Un des grands atouts du peuple palestinien, c’est que, malgré une situation tragique, une économie étranglée et une répression incessante, la société ne s’écroule pas. La population essaie coûte que coûte de produire, de commercer, d’éduquer les enfants, de les pousser le plus loin possible dans leurs études. Les paysans s’accrochent aux terres qui leur restent, pour vivre de leur travail et nourrir la population.
La Palestine reste globalement une société solidaire où tout le monde s’entraide. Bien sûr des phénomènes nouveaux apparaissent : la mendicité, la malnutrition, les tentatives de départ, la montée d’un sentiment religieux qui imprègne tous les rapports sociaux, mais globalement la société civile tient. Et la richesse du tissu associatif en Palestine permet cette résistance.
Malgré les rêves sionistes, les Palestiniens forment toujours 50% de la population entre la Mer et le Jourdain. Sans compter tous les Palestiniens éparpillés dans le monde.
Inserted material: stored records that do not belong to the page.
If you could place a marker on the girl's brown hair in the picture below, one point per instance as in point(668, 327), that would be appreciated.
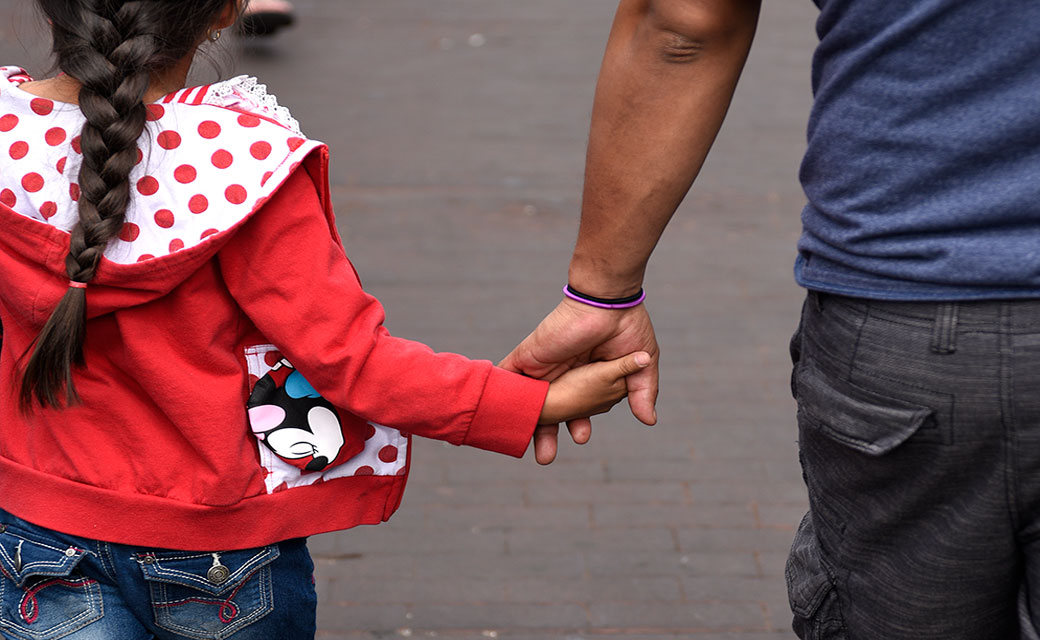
point(113, 49)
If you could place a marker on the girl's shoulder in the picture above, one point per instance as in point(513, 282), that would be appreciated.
point(210, 157)
point(243, 95)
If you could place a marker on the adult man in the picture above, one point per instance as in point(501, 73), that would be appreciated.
point(919, 346)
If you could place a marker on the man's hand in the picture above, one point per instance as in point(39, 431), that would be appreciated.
point(574, 334)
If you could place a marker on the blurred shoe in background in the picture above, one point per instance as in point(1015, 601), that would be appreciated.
point(265, 17)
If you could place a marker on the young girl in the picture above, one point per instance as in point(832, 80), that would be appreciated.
point(191, 378)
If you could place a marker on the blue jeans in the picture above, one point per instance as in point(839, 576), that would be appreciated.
point(919, 440)
point(57, 586)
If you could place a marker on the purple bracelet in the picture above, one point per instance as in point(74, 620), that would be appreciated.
point(605, 303)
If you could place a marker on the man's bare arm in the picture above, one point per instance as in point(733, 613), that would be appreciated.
point(666, 83)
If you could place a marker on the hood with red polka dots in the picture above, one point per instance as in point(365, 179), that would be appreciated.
point(238, 384)
point(210, 156)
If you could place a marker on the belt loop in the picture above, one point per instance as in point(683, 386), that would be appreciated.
point(944, 330)
point(817, 303)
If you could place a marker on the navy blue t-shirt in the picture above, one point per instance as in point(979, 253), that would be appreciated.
point(923, 169)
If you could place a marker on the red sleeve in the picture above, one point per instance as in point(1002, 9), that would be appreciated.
point(292, 279)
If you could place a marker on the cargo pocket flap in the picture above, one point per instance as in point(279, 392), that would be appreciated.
point(212, 573)
point(864, 420)
point(22, 559)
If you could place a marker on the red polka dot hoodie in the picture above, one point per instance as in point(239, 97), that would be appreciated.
point(239, 387)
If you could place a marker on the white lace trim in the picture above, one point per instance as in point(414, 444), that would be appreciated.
point(249, 90)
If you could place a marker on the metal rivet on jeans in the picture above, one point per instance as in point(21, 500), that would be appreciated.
point(217, 573)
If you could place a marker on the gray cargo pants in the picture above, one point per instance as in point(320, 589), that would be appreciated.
point(919, 440)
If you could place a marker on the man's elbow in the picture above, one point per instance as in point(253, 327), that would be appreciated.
point(684, 30)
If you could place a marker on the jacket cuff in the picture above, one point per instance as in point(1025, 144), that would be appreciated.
point(505, 418)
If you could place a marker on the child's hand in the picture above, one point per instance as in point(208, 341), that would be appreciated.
point(590, 389)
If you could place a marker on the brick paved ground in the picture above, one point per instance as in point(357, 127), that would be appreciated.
point(458, 130)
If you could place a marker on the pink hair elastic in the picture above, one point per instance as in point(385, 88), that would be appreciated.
point(605, 303)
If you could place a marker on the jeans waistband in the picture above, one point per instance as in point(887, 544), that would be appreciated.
point(944, 316)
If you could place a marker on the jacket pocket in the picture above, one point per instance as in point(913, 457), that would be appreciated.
point(209, 596)
point(810, 589)
point(42, 596)
point(862, 419)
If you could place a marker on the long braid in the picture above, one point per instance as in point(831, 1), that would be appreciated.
point(112, 48)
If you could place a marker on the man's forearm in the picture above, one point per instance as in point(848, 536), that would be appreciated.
point(666, 83)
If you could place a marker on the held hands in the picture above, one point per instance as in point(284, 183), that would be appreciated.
point(590, 389)
point(574, 334)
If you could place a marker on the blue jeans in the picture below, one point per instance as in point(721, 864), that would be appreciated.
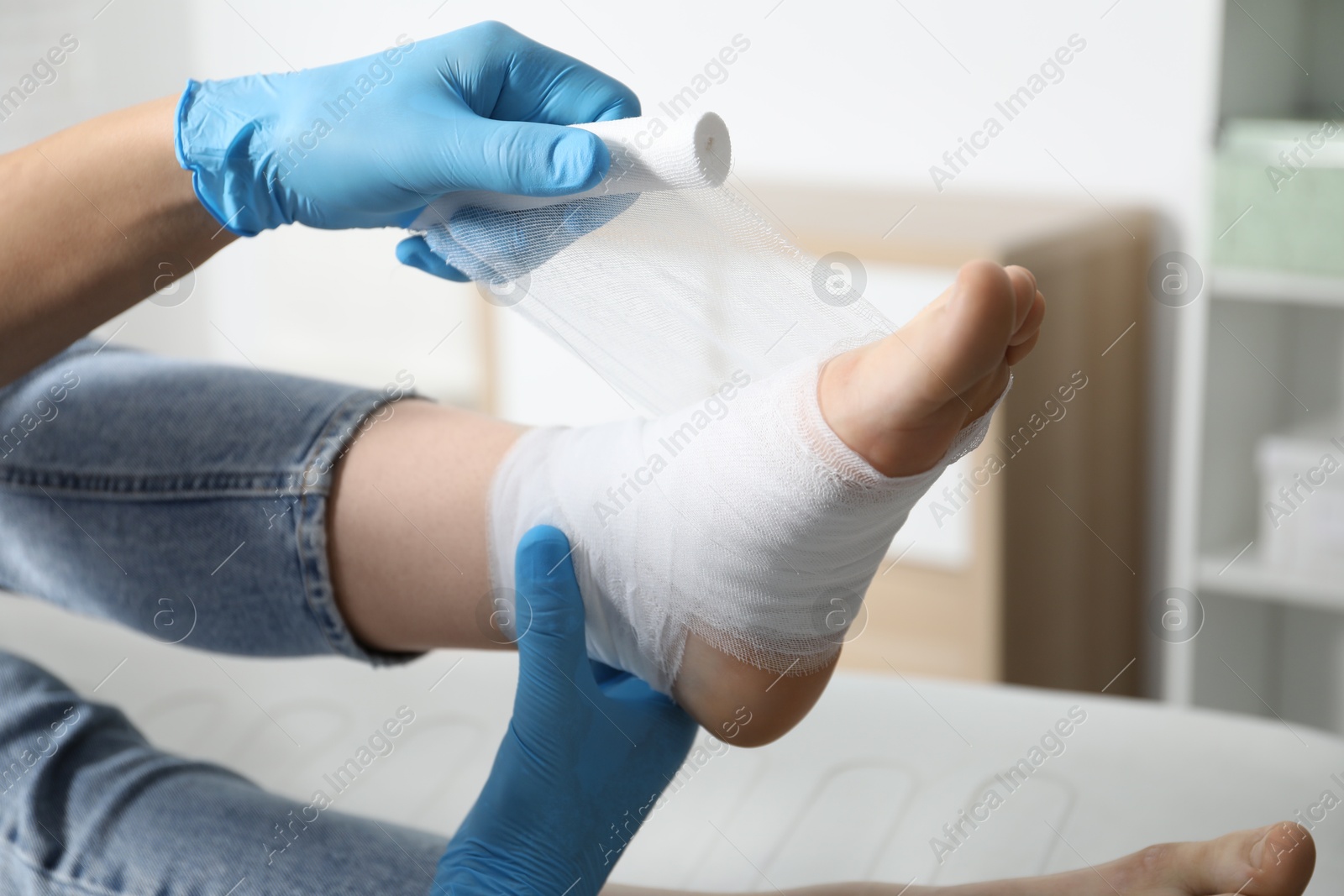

Durant mes voyages en Palestine et notamment à Gaza, j’ai souvent entendu ce genre de propos : « cette guerre n’est pas née chez nous. Elle est née en Europe avec l’antisémitisme européen et le colonialisme britannique. Elle est née avec l’ONU qui a voté la partition de la Palestine, qui a accepté le nettoyage ethnique de 1948 et qui a accepté Israël en son sein alors que ce pays violait le droit au retour des réfugiés et rasait les villages palestiniens. »
Ils ajoutent : « une solution juste dépend de deux facteurs : de notre capacité à nous, société civile palestinienne de résister, et de votre capacité à vous, sociétés civiles du monde entier, d’obliger vos gouvernements complices à enfin sanctionner l’occupant. »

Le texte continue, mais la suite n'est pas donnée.